Rodgers and Payne have shown how gold shipments from France played a role in ending the Panic.

Hilt, Frydman and Zhou show how the Panic impacted the companies doing business with the trust companies that experienced runs.


Most recently, Fohlin, Gehrig and Haas have shown the role that lack of transparency played in the panic in the stock market.

I believe that we have a much more about what happened in 1907 than we did just a few years ago, but these additions to our knowledge about financial crises in history should also promote caution. I like to think that my work will stand up to the test of time, but I’m sure previous authors did as well. It seems to me that the fact that we are still learning about the Panic of 1907 should cause economists to speak with some caution about the current economic events.

Stoller on Goffman and Ethnography


Paul Stoller examines the Goffman controversy and the future of ethnography. He recognizes that there are really two different sorts of issues involved. The first has to do with her interactions with her subjects. Stoller argues that emotional involvement with one’s subjects is likely to occur in ethnographic research and that ethical dilemmas can arise from getting close to one’s subjects.

doing ethnography, like living life, involves love and hate, fidelity and betrayal, and courage and fear. Sometimes ethnographic experience brings us to face to face with issues of life and death--the real stuff of the human condition.

 This seems reasonable, though, if in the process of research someone commits a crime, I think they should be prepared to accept the consequences.
 
Unfortunately, when he gets to the second issue, which has to do with methodology, I think he throws up a straw man. He asks

“But can we trust ethnographic accounts?
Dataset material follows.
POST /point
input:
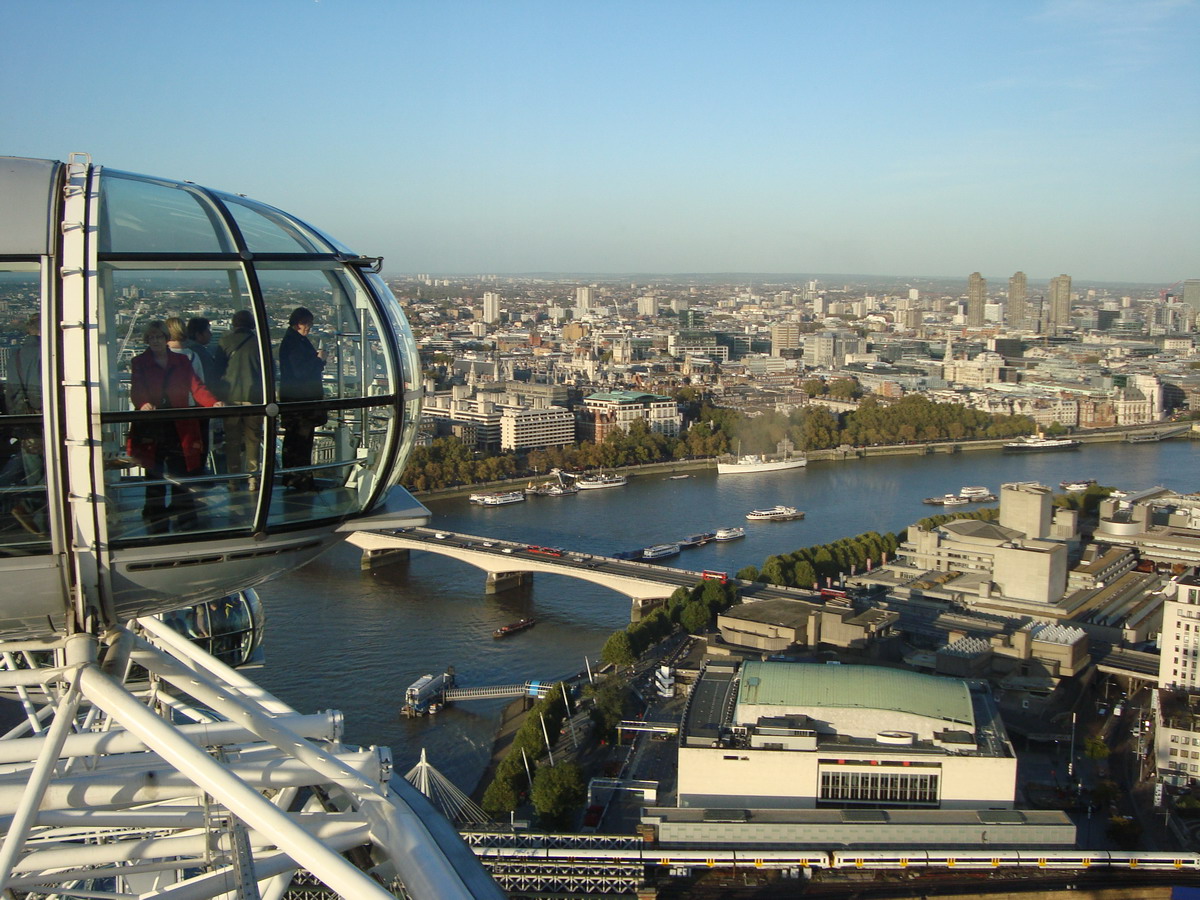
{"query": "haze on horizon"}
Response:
(1059, 136)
Can ethnographers get "it" right? Given the infinite complexities of the social laboratory "the quest for certainty," as the philosopher John Dewey put it, is an illusion. If ethnographers cannot provide a perfect, scientifically verifiable representation of reality, how can anyone judge the contribution of an ethnographic work? This question, which has been raised by some of Goffman's critics, fails to fully appreciate the aim of ethnography.

I believe we should try to get it right, but I think most of recognize that out understanding of the world is always incomplete, we can only have varying degrees of certainty depending on the degree to which the available evidence appears to support or contradict a particular belief.  I certainly do not want everyone to follow some supposed model of what is “scientific.” I don’t even know what “scientifically verifiable” means.
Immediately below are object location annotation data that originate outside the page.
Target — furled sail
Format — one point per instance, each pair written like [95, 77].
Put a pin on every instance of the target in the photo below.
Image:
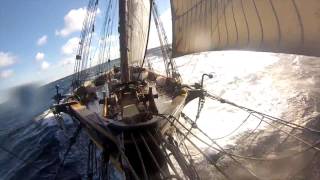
[285, 26]
[135, 32]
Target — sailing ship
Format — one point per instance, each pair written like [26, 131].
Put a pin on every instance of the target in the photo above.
[136, 129]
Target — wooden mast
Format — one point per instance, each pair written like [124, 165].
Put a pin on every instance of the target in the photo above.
[123, 8]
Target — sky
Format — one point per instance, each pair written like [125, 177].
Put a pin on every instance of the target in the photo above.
[38, 38]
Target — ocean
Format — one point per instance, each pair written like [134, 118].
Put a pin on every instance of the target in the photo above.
[32, 143]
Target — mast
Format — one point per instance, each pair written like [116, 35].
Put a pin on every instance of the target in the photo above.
[123, 8]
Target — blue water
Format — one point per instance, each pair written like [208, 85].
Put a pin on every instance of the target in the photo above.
[36, 145]
[274, 85]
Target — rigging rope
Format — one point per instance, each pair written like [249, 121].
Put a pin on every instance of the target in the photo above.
[72, 141]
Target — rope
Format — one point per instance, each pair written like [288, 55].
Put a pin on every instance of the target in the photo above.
[72, 141]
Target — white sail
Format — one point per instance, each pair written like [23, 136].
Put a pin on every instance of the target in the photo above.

What I do ask is that a scholar’s attempts to persuade me involve more than saying “trust me.” What appears to be lacking in Goffman’s work is a means by which one can determine whether or not her interpretation is based upon empirical evidence, her observations, or on her imagination. This is particularly problematic because of the numerous inconsistencies within the story that she tells and the inability to find evidence consistent with some of her claims, described here and here and here and here.

In his own work on sorcerers, Stoller reported which villages he worked in. If I thought his stories of sorcery were a little far-fetched, I could visit Tillaberi and see if my observations of sorcerers resembled Stoller’s; I could even ask people if they had any recollection of Stoller. Anthropologists have done this and, occasionally, challenged the validity of earlier ethnographies: Mead on Somoa, and Chagnon on the Yanomami. It doesn’t seem to me that this sort of follow up is possible for Goffman’s study. Goffman writes about an anonymous group of people in an unidentified neighborhood in Philadelphia. Yes, I could go to Philadelphia, but if my experience was completely different than Goffman’s should could just say I got the wrong neighborhood. The problem is not that her work isn’t verifiable; the problem is that her work does not appear to be falsifiable. Any evidence that appears to contradict her work will be explained away.

I want to know how an impartial, or even critical, observer can evaluate her evidence. Michael LaCours and Michael Bellisales, just to name two, have shown that “just trust me” is not enough.